Search code examples
localemultilingualglobalization

Which standard language codes should I use for multilingual software?


I often see the abbreviation "en-US", which corresponds with the 2-character language codes standardized in ISO639-1. I also understand that the format of language tags generally consists of a primary language (subtag) code, followed by a series of other subtags separated by dashes, as explained in https://www.rfc-editor.org/rfc/rfc5646.

That link mentions that there are also 3-letter language codes defined in ISO639-2, ISO639-3, and ISO639-5.

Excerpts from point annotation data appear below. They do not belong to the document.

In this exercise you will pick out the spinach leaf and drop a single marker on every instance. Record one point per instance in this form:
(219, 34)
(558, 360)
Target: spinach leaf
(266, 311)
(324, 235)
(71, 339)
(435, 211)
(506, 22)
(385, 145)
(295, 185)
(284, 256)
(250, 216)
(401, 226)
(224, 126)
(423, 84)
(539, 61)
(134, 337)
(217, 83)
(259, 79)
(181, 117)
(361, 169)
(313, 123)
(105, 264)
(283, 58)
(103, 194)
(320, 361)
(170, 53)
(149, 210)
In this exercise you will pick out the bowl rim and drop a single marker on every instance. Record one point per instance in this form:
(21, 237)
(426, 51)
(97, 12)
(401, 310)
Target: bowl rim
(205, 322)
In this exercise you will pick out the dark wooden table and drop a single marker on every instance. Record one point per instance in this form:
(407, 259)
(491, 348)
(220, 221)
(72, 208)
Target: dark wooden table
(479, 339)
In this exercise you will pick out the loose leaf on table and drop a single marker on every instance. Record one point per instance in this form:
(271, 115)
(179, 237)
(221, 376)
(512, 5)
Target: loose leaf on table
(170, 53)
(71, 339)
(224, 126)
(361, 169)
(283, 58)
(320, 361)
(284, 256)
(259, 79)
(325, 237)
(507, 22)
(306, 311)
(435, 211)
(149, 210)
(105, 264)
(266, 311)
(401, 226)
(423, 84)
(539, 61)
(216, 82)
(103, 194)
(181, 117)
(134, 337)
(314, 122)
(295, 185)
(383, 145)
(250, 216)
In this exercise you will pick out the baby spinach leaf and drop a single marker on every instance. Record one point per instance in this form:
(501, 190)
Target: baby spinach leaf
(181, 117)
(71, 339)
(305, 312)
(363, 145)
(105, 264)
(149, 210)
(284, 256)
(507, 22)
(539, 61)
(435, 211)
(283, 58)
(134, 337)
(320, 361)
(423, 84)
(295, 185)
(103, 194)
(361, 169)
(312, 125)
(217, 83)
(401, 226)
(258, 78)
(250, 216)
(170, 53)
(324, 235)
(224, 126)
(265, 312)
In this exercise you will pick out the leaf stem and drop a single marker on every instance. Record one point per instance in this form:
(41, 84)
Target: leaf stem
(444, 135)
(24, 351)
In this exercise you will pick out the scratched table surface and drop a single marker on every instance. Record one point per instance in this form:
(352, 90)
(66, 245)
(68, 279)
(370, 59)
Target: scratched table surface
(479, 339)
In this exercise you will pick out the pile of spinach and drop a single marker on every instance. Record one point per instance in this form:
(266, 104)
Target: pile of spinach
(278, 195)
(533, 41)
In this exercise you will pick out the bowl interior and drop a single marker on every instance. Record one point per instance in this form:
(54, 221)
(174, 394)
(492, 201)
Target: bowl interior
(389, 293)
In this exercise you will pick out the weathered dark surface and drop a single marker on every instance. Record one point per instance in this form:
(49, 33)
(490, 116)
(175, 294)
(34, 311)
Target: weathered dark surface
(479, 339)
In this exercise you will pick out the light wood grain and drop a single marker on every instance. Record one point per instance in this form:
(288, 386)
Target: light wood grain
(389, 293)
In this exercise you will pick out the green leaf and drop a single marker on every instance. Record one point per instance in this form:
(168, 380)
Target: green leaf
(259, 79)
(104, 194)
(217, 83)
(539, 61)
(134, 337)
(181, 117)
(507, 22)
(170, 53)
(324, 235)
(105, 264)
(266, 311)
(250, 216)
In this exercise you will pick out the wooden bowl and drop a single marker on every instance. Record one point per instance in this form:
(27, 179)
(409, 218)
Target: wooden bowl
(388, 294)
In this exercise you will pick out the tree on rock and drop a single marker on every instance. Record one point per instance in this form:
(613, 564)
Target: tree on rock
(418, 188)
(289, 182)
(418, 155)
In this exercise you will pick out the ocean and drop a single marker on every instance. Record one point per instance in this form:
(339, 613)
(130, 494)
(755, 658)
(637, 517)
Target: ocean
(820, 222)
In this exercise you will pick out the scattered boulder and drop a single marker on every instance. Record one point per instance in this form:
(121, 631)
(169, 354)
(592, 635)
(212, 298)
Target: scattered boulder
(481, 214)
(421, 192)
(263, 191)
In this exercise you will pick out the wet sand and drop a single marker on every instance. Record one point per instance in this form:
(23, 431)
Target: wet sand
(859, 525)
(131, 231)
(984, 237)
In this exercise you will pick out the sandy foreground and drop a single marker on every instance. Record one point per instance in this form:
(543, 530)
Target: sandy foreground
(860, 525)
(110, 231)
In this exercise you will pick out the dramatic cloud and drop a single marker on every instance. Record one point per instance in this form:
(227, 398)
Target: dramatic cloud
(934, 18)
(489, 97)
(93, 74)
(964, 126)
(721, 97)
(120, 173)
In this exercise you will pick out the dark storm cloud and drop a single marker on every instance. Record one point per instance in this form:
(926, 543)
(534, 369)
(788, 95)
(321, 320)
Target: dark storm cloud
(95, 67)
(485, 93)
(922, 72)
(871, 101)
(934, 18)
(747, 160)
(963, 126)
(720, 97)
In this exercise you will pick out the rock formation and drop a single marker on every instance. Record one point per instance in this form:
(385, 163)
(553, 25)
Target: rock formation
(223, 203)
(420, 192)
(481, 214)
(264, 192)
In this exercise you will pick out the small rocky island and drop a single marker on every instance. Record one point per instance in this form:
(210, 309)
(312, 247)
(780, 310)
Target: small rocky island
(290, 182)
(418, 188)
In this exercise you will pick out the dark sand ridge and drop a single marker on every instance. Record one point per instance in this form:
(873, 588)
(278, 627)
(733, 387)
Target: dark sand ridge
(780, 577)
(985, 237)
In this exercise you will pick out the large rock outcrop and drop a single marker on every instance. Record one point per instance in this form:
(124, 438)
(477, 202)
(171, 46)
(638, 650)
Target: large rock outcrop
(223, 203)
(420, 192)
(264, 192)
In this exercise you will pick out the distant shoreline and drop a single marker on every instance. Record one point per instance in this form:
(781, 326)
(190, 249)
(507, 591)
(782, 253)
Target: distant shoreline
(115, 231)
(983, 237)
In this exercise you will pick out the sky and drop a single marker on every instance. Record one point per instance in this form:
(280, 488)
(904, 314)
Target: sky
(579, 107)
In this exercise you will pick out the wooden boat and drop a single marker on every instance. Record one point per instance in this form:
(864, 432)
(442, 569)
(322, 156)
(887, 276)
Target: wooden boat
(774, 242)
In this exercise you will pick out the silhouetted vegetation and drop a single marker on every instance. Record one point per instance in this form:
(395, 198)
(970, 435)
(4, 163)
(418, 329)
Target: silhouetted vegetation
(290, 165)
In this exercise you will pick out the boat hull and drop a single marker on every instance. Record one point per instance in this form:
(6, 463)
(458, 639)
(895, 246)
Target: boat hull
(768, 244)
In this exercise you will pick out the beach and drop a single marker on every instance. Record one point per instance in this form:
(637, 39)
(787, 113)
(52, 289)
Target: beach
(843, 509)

Still, there are more codes defined for Windows/.NET here: http://msdn.microsoft.com/en-us/goglobal/bb896001.aspx. These refer to the language tags as "culture names", and use a distinct 3-character code for "language name". So the "culture name" appears to be the 2-character language codes, although I'm not sure why they vary between Windows versions, or how well they follow the standard language codes. Is "en-US" really a "language code" or is it a "culture name"?

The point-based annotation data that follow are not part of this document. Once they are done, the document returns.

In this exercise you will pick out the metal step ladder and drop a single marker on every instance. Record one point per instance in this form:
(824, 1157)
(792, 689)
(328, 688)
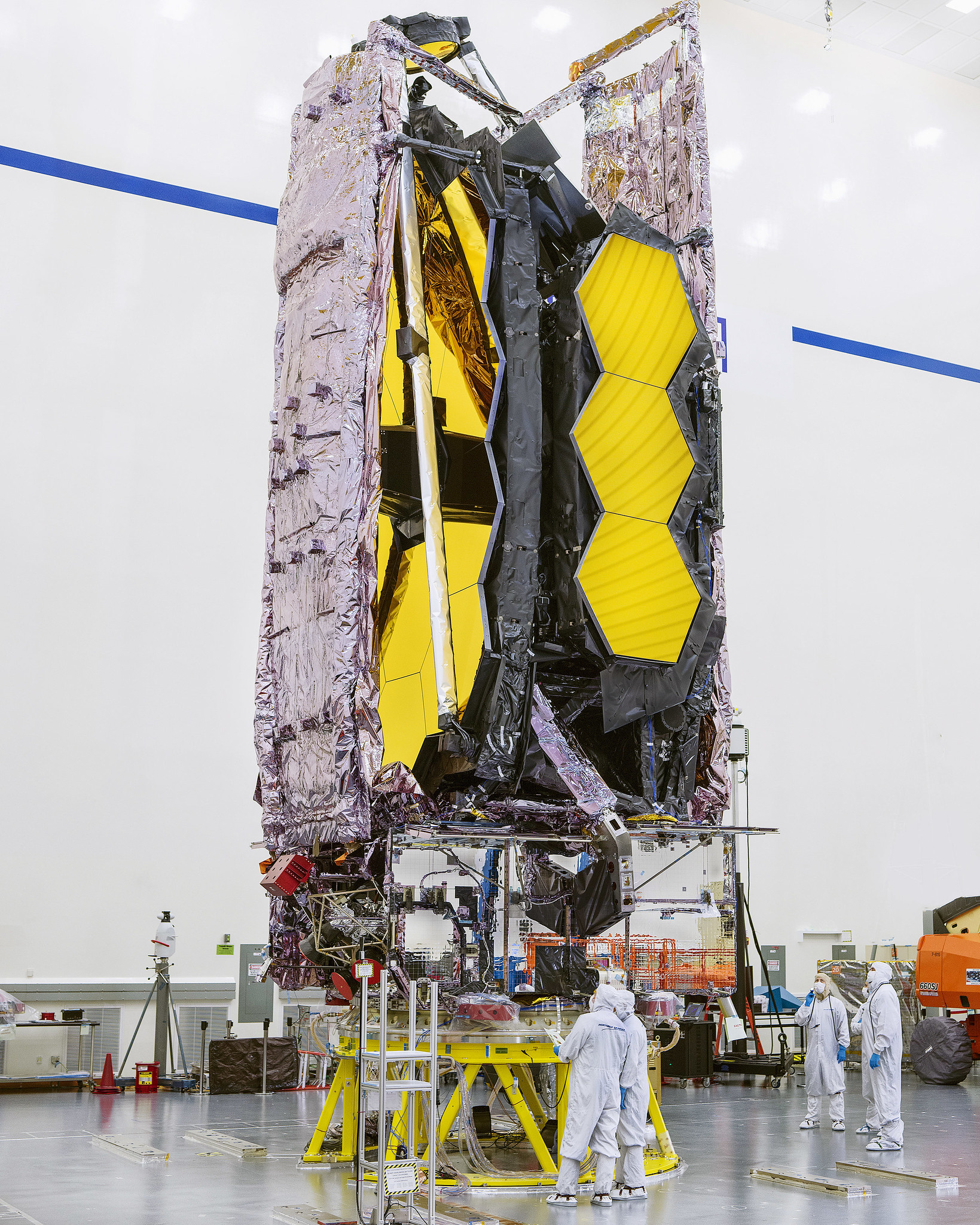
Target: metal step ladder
(395, 1192)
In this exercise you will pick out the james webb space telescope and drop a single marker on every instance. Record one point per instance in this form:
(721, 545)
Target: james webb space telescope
(491, 591)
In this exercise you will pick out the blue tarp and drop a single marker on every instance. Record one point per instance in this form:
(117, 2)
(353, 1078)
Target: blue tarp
(783, 1000)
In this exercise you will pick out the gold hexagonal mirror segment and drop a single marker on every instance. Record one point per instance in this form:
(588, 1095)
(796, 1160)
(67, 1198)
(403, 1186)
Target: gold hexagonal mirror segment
(639, 590)
(636, 309)
(633, 449)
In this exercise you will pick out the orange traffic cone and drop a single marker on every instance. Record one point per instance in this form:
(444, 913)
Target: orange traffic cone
(108, 1081)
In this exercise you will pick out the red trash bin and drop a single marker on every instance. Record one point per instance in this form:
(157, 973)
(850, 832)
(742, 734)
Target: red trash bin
(146, 1077)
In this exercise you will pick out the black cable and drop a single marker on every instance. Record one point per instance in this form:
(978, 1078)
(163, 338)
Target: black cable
(783, 1040)
(696, 847)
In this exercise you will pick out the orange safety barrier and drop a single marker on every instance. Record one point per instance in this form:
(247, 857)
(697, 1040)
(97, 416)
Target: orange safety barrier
(656, 963)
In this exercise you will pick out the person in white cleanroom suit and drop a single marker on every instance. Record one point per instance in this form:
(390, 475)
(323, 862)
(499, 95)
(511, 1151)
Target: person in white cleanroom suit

If I'm developing software to use language codes, which standard should I use? (The 2-character codes or the 3-character codes? If 3-character, then ISO639- 2, 3, or 5?)

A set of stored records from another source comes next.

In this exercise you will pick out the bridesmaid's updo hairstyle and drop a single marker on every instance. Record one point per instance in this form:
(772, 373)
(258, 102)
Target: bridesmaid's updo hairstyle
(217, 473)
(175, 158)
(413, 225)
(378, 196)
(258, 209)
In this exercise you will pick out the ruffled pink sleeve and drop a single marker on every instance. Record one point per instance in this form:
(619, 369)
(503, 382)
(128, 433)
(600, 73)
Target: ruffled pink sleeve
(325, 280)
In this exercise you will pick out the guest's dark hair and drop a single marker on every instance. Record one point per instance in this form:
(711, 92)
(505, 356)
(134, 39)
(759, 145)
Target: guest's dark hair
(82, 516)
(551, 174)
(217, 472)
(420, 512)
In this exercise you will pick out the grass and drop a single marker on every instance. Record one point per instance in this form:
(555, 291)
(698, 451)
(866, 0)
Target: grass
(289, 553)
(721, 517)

Why should I chose one over the other? (For OS platform or programming framework compatibility?)


Solution

  • Bcp47 is the industry best practice standard for identifying languages. You should use these language tags. Bcp47 dictates that if a language can be identified using a 2 letter or 3 letter tag, the 2 letter tag should be used.

    Cultures and locales are distinct from language tags in how they conceive of the region information. The region information in a language tag identifies the origin of the particular dialect (en-US is American English or the variety of English that originated in the United States), the region information in a locale identifies the location where the information is relevant. Since the majority of American English speakers also live in the US, the distinction is not really important when it comes to providing information such as how to spell words or format dates or numbers.

    Windows is moving away from the concept of a locale or culture to a more expressive notion of language and region (separately identified) which allows us to identify situations such as a speaker of American English who resides in England.

    Note that there are cases where Windows still uses legacy names that predate this standard and depending on how you rely on the OS, you may need to map between standard compliant names and the legacy name.